A marijuana DUI arrest typically happens during a traffic stop. CHP or a local agency's officer may observe a vehicle being operated in a way that is unsafe or erratic. The officer might also smell cannabis or see smoke coming from the passenger area of the vehicle. These observations can give the officer probable cause to initiate a traffic stop. Once the officer contacts the driver, the officer will observe the driver's behavior. The entirety of this interaction can be used as evidence in a marijuana DUI case. Much of what the officer observes is subjective and can be challenged at trial.
Marijuana DUI cases have a high rate of dismissals and not guilty verdicts due to the current lack of reliable chemical testing. Because cannabis is a fat-soluble compound, it metabolizes much slower and stays in the body much longer. As such a driver may be subject to a urine test after being pulled over, however that doesn't necessarily mean that the driver was impaired while operating the vehicle.
Cannabis may cause a different type of impairment, but most states apply the same penalties for driving while high as they do for driving drunk. A fine, drug rehabilitation, and community service may be imposed for a marijuana DUI. However, the burden of proof varies between states and the evidentiary standard is much higher for an alcohol DUI.
A marijuana DUI is not as easy to prove as an alcohol DUI. The court will look at subjective evidence to determine whether a driver was under the influence of marijuana. The driver must be found to have a measurable amount of THC in their system before they can be accused of a marijuana DUI. Those who are suspected of cannabis DUI may have to undergo additional testing as part of sentencing. Currently there are no ignition interlock devices for cannabis DUIs like there are for those convicted of alcohol DUIs.

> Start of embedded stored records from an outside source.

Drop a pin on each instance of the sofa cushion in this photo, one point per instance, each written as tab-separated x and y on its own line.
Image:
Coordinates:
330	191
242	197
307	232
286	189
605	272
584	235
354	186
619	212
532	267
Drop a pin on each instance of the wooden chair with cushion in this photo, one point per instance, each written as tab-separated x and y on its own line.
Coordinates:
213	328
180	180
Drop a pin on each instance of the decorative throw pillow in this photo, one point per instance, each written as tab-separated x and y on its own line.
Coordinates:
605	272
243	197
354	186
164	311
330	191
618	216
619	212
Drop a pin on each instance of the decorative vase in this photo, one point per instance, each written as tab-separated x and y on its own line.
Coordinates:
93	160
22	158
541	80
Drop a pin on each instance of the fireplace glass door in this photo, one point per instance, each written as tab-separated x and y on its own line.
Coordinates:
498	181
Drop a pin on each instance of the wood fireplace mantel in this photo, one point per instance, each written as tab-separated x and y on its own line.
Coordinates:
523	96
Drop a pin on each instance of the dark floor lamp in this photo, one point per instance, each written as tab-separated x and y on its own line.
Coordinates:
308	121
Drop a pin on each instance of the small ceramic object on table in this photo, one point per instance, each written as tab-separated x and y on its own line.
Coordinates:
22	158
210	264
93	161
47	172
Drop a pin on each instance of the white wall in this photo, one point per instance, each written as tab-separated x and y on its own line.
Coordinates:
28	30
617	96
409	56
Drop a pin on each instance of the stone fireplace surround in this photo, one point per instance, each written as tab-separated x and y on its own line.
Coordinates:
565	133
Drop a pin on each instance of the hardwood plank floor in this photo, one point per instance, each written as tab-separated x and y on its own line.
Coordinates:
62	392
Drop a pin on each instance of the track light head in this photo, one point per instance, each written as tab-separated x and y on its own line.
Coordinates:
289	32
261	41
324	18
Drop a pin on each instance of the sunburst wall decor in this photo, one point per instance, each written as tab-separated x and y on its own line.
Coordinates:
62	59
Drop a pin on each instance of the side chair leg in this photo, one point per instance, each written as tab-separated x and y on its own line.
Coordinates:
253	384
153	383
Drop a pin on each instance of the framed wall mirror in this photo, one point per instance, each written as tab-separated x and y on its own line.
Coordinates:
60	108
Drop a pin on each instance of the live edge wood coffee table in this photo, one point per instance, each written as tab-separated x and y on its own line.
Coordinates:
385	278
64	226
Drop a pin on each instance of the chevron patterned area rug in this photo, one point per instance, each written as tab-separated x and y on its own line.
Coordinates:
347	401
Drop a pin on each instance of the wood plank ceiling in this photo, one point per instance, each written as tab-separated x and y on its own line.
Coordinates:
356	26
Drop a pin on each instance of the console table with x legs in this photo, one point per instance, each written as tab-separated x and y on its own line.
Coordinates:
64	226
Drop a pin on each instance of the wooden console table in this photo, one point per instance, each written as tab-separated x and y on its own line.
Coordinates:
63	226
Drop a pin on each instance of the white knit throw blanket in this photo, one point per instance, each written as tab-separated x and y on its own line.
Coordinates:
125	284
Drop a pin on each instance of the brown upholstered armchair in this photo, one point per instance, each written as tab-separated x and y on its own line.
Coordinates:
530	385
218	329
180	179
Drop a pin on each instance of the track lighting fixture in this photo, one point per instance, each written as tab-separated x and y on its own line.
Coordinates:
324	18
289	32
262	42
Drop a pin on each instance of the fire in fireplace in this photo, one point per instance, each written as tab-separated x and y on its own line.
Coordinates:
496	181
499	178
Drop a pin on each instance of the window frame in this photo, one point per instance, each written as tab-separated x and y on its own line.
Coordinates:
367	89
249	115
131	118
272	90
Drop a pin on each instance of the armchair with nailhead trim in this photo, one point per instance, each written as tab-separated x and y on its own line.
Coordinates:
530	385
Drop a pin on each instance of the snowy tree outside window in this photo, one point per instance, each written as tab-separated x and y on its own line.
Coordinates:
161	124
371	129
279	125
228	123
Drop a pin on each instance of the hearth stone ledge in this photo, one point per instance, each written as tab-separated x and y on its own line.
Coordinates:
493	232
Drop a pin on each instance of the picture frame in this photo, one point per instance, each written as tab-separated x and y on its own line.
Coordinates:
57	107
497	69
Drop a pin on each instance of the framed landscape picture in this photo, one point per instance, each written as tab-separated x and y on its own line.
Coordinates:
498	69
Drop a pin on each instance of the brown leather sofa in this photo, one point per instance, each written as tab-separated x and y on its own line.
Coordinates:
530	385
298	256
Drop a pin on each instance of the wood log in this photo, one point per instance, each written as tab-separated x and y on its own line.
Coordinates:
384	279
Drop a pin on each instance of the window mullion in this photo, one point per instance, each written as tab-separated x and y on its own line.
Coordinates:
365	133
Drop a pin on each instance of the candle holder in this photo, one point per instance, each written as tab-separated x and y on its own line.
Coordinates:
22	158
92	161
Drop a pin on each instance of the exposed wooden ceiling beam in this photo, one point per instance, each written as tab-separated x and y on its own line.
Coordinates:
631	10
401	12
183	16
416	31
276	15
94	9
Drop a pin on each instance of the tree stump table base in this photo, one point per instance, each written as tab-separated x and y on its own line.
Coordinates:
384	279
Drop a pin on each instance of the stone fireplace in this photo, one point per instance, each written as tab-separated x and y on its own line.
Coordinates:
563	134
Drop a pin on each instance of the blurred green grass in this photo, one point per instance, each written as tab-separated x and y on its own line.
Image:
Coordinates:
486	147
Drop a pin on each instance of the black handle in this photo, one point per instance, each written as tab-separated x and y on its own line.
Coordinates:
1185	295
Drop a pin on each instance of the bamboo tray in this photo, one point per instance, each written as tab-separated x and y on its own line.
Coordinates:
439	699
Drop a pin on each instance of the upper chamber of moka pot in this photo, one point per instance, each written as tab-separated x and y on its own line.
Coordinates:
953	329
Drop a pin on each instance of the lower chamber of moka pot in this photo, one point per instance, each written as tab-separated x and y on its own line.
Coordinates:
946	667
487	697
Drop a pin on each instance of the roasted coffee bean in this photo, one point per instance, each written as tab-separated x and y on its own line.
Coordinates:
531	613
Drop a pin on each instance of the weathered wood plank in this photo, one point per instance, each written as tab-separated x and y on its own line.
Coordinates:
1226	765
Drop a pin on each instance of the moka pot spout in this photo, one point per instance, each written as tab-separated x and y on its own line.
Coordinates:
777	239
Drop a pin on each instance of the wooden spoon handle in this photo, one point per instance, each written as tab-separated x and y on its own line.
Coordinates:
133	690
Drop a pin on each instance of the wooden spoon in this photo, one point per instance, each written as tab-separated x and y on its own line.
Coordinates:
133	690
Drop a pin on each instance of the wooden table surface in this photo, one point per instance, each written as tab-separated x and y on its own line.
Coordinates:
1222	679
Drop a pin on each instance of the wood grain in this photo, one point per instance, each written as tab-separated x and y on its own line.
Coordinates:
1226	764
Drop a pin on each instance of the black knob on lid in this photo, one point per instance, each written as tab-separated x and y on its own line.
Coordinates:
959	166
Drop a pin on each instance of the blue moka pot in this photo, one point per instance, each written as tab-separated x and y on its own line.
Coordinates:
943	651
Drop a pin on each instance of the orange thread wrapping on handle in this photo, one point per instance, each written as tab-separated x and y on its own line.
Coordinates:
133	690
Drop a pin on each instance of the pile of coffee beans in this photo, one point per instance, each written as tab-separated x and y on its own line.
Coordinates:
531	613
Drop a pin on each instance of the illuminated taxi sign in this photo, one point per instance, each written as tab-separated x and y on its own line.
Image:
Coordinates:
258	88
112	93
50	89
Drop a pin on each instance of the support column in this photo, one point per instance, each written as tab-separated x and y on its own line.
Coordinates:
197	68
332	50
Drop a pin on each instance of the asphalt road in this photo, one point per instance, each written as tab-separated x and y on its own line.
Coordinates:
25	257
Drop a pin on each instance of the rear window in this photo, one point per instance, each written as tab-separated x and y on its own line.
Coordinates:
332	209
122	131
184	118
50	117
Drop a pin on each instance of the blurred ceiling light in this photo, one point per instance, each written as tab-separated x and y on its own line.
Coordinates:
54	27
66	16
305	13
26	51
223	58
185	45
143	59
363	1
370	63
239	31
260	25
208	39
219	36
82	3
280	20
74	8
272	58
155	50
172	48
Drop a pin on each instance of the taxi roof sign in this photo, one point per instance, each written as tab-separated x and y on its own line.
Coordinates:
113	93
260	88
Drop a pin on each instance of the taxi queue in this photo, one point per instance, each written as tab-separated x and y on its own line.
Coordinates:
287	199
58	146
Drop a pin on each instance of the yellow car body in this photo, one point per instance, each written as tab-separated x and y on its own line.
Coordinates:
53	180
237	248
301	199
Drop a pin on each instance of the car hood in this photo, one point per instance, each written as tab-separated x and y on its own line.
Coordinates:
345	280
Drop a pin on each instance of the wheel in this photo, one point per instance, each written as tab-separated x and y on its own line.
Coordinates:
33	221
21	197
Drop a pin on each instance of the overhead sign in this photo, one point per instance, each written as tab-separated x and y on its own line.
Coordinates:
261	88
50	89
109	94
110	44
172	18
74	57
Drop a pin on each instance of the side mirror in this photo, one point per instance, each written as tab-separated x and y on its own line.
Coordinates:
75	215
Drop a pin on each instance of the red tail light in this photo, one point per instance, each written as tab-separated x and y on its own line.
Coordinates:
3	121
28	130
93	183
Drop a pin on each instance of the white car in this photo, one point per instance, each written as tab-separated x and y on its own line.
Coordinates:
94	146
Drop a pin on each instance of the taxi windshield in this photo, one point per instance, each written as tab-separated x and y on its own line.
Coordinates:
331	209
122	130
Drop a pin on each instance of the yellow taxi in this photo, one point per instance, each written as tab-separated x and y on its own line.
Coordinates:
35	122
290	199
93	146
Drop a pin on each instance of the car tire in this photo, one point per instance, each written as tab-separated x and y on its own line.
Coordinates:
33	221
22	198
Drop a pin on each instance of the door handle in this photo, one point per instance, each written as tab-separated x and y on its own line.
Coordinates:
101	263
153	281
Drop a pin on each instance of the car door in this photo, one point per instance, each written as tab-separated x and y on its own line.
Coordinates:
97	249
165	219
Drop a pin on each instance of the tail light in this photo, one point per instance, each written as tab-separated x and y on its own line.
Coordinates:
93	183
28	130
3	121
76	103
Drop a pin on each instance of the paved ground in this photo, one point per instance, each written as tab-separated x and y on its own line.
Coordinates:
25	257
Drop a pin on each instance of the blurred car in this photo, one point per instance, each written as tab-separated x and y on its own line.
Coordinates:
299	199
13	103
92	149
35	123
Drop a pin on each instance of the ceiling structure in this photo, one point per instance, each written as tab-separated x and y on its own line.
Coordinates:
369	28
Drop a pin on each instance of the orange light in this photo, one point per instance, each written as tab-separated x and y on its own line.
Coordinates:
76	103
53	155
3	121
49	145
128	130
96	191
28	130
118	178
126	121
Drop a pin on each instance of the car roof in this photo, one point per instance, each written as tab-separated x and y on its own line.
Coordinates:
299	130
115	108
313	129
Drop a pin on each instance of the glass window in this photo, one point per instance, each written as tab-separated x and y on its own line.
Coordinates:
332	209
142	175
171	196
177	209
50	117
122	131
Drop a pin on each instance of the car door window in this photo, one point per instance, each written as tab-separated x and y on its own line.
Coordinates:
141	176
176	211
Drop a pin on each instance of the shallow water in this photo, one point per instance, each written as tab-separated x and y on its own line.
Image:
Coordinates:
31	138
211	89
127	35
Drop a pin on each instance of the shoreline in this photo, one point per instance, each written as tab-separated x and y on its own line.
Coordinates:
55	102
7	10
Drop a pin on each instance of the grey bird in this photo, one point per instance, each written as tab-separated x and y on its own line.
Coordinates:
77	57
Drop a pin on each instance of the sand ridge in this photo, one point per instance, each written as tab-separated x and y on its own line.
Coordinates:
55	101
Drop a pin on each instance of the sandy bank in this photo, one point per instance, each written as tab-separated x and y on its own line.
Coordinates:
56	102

If you are charged with a marijuana DUI, your car insurance rates will likely increase just like with an alcohol DUI. The penalties for a marijuana DUI are just as severe as an alcohol DUI, including a potential six-month jail sentence and 12 months of probation. In addition to these, you will be required to undergo drug or alcohol abuse treatment, and a lengthy community service program. You may also lose custody of your children if you are found to have endangered them, or your job if you are required to operate a vehicle.
Although the two offenses are very similar, there are some differences. Marijuana is harder to detect in the blood than alcohol, and the drug is easier to transport than alcohol. Similarly, a marijuana DUI can be a felony depending on the state in which the crime was committed. For this reason, it is important to understand the laws in your state. States without legal cannabis will most likely have stricter penalties than states with legal cannabis.